Before You Start — What Problem Are We Solving?
Right now, Fa0/1 on SW-ACCESS-01 is an access port in VLAN 10. It will accept any device that gets plugged into it. Walk into the room, find an open Ethernet jack, plug in a laptop — the switch lets it on the network. It does not check who you are or what device you are. It just forwards whatever it sees.
That is a problem. In this exercise you will lock Fa0/1 so that only PC1's network card is allowed to use it. If anything else gets plugged into that port, the switch will notice and shut the port down automatically.
This is called port security, and it works by watching the MAC address of whatever is connected.

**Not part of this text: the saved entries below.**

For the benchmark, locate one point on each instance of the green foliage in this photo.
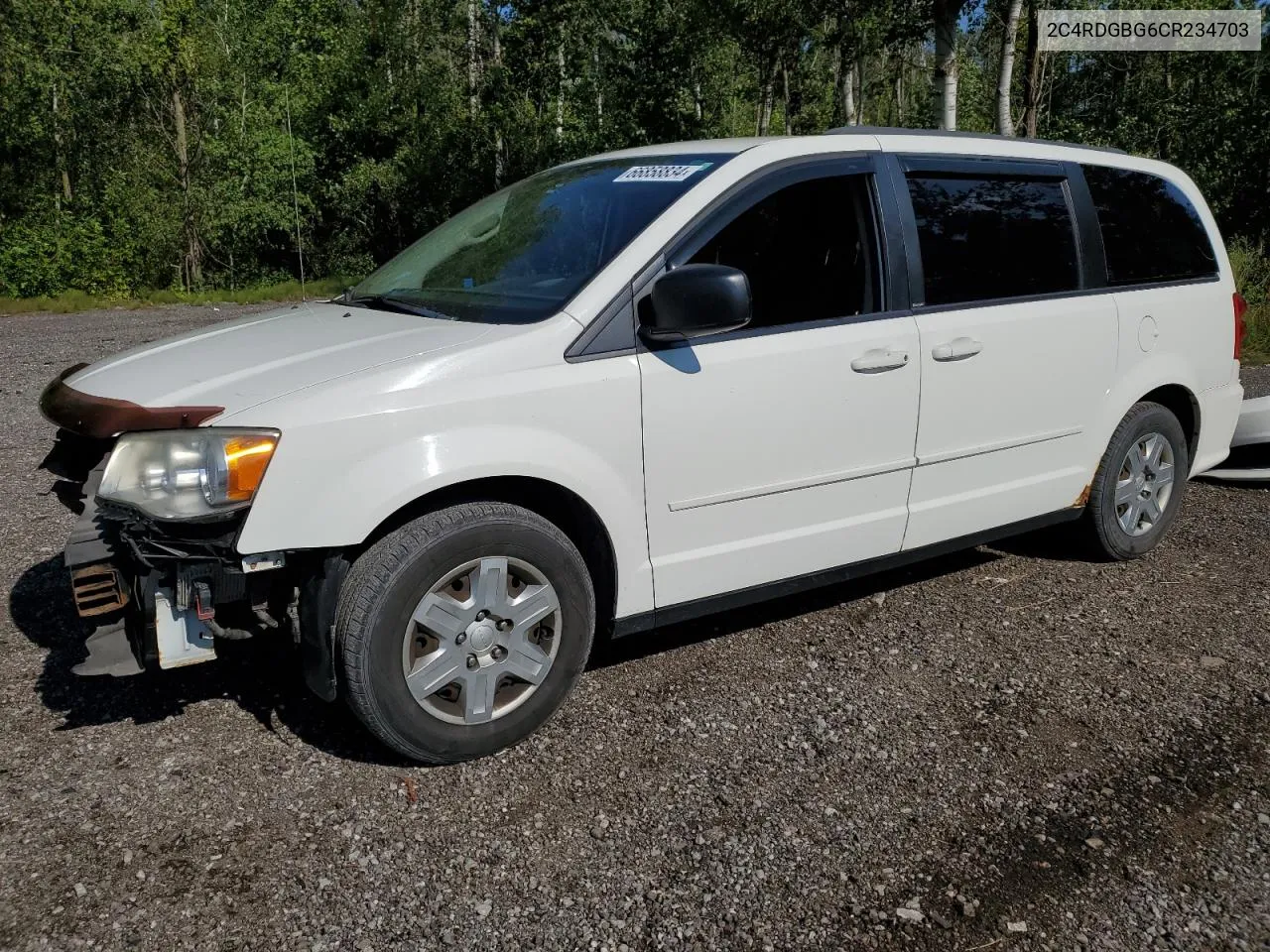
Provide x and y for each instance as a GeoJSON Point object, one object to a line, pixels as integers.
{"type": "Point", "coordinates": [186, 145]}
{"type": "Point", "coordinates": [71, 301]}
{"type": "Point", "coordinates": [1251, 268]}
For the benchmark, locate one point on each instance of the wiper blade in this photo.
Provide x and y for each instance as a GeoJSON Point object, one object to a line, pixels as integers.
{"type": "Point", "coordinates": [397, 302]}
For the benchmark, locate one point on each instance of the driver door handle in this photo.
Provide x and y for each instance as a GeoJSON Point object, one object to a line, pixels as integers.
{"type": "Point", "coordinates": [956, 349]}
{"type": "Point", "coordinates": [879, 359]}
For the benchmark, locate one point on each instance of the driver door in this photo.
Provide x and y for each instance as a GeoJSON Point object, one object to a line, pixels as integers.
{"type": "Point", "coordinates": [786, 447]}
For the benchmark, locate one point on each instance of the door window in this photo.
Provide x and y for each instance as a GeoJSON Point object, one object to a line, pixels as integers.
{"type": "Point", "coordinates": [992, 236]}
{"type": "Point", "coordinates": [808, 250]}
{"type": "Point", "coordinates": [1151, 231]}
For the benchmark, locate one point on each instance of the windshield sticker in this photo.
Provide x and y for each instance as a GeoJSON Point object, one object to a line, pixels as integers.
{"type": "Point", "coordinates": [661, 173]}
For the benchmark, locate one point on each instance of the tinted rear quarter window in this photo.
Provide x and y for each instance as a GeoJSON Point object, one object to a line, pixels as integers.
{"type": "Point", "coordinates": [991, 236]}
{"type": "Point", "coordinates": [1151, 231]}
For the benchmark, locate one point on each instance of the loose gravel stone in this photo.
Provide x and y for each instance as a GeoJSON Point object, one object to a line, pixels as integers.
{"type": "Point", "coordinates": [968, 724]}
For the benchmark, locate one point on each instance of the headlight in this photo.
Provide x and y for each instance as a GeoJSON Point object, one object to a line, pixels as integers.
{"type": "Point", "coordinates": [189, 474]}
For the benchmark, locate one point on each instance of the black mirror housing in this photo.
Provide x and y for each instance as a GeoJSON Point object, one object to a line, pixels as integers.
{"type": "Point", "coordinates": [695, 301]}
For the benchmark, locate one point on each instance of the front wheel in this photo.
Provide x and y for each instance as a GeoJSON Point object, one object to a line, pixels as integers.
{"type": "Point", "coordinates": [1138, 488]}
{"type": "Point", "coordinates": [462, 631]}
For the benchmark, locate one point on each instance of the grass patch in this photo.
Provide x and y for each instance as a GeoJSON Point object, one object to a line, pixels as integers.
{"type": "Point", "coordinates": [1252, 278]}
{"type": "Point", "coordinates": [72, 301]}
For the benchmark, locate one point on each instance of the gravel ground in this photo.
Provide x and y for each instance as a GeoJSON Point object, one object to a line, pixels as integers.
{"type": "Point", "coordinates": [1008, 748]}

Quick reminder — what is a MAC address? Every network card has a unique hardware address burned in at the factory, called a MAC address. It looks like 0001.42AB.33C4. Unlike an IP address, it never changes and is not something a user can easily reassign. This makes it a reliable way for a switch to recognize "this is the same device I saw before" — which is exactly what port security uses it for.
Part 1 — See the MAC Address Before You Lock Anything
Before you configure anything, look at what the switch already knows. PC1 has been connected and pinging through this topology since Exercise 1, so the switch has already learned its MAC address automatically — this happens with zero configuration, just by a device being plugged in and sending traffic.
On SW-ACCESS-01, in Privileged EXEC mode (the # prompt, not (config)#):
SW-ACCESS-01# show mac address-table
Expected output:
Mac Address Table
-------------------------------------------
Vlan Mac Address Type Ports
---- ----------- -------- -----
10 0001.42aa.1111 DYNAMIC Fa0/1
10 00d0.587d.2222 DYNAMIC Fa0/2
99 0090.2b33.3333 DYNAMIC Fa0/3
Read this left to right: VLAN, then the MAC address the switch saw, then how it learned it (DYNAMIC means the switch learned it on its own — nobody typed it in), then which port it came in on.
Find the row for Fa0/1. That MAC address belongs to PC1. Write it down — you will need it to confirm later that port security locked onto the right device.
You can also ask for just one port instead of the whole table:
SW-ACCESS-01# show mac address-table interface fastethernet 0/1
This is the command you will use most often in real life — when you only care about what one specific port has learned.
This step matters because it is exactly what a real network administrator does before locking a port: look first, then lock. You do not guess a MAC address and type it in. You let the switch tell you what is already there, and then you turn that into a permanent, locked entry.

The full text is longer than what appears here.